Along with my friends I regularly trespassed on railway property. Placing pennies of the track was a favourite hobby along with standing on the bridge and aiming things down the steam trains’ chimneys. The smell of soot and tar is still evocative, nostalgic and heart-poundingly adventurous as far as I’m concerned. Apart from that steam trains had their own romance for us children. They seemed alive, not like diesel or electric trains which are just machines. Steam trains were like animals. They hissed and puffed and whistled as steam and fire erupted from their dragonish funnels and fireboxes. In the summer the embankments were emblazoned with wild flowers and butterflies flickering and flaring like hot ash and burning embers. The oxeye daisies were probably the most prolific on the south facing embankment and vetches in every shade of yellow and blue and purple were also there in abundance. Half way down Sandon Road there was a playing field alongside the railway line. All that separated us children from danger was a six feet high wire mesh fence. In no time at all somebody had created a large hole in the mesh close to one of the concrete posts supporting the fence. It was like a hole in a wainscot for us irrepressible little rodents. This was my quick route to Vange library: under the fence, over the railway line, across a field, through a hedge and along an unmade road to the edifice of learning in question. My excuse for trespassing on railway property was that of educational necessity. Well that’s my excuse and I’m sticking it - or is it sticking to me? If I hadn’t have taken this short cut to learning I would have had to go to the bottom of Sandon Road, turn right onto the A13, struggle on for another 100 yards of so and then turn right again into what I think was called Woodfield Road. Obviously, my education would have suffered due to such unnecessary exertion.

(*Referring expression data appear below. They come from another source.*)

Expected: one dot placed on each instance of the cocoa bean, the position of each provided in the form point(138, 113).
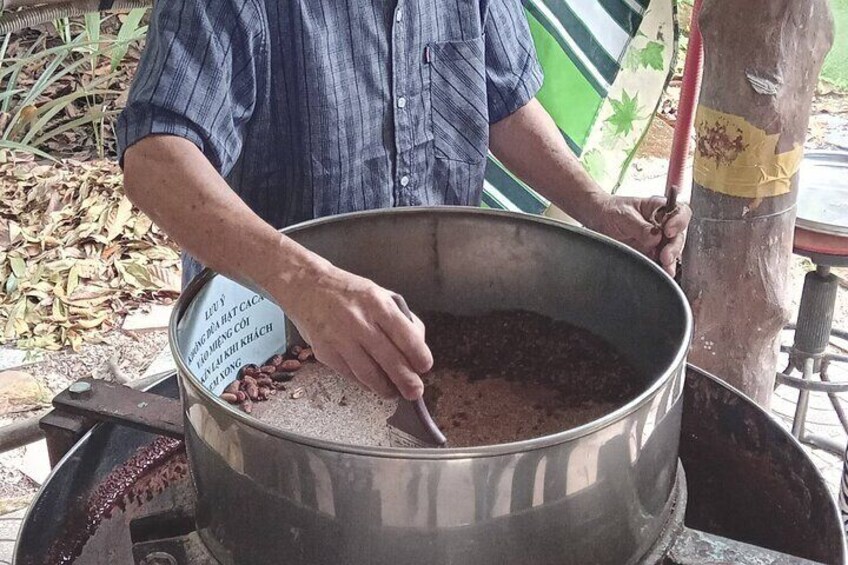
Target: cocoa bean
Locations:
point(290, 365)
point(275, 360)
point(252, 390)
point(305, 355)
point(282, 377)
point(249, 369)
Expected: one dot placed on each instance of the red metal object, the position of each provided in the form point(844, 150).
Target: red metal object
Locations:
point(807, 241)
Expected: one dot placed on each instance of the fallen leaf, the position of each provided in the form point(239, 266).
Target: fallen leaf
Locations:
point(118, 218)
point(18, 266)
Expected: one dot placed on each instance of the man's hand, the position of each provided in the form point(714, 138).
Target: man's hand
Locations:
point(357, 328)
point(629, 220)
point(353, 325)
point(529, 143)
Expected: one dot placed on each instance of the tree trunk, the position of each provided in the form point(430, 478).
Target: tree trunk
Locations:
point(761, 64)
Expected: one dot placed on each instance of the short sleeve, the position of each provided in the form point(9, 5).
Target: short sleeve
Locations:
point(198, 77)
point(513, 74)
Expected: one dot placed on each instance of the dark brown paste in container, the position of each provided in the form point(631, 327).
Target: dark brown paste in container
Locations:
point(500, 377)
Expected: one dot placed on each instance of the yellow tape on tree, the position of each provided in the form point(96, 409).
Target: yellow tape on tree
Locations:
point(734, 157)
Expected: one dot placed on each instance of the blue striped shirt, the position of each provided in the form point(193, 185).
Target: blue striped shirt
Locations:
point(317, 107)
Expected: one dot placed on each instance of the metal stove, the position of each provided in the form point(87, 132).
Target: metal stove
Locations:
point(746, 492)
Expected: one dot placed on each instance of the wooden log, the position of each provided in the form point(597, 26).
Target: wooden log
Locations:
point(761, 64)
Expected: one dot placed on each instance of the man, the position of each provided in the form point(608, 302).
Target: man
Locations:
point(247, 116)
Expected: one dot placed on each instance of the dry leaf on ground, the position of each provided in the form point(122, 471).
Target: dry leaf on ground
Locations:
point(74, 253)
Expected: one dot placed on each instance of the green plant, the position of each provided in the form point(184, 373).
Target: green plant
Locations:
point(48, 91)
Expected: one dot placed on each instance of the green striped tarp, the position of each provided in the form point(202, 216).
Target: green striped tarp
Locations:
point(595, 54)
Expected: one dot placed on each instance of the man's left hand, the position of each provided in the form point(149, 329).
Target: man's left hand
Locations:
point(628, 219)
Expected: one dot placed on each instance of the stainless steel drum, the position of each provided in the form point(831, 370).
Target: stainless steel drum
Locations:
point(597, 494)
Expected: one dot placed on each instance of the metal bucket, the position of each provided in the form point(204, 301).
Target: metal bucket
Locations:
point(595, 494)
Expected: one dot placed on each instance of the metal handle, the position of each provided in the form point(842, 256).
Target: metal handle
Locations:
point(420, 408)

How we loved that embankment -
To clamber through the hot, oppressive air,
Logging the numbers of the selfsame engines.
To lie contented in the grass -
Those bread and sugar hours,
With the great moon daisies
Nodding above us with an eye for insects.
There we would place our pennies on the track -
Heady with mischief
And the whiff of danger.
The smell of coal and tar -
Thick and pervasive in a glaze of light.
The whir of wires through rings and pulleys,
As the shifting signals
Clattered their message on the tilt of iron.
So far away, those ant-infested slopes -
Lizards and slowworms
Evasive with the loss of tails;
The passengers with time enough to wave
And the steam’s dank texture,
Cool and condensing, like the bloom on damsons.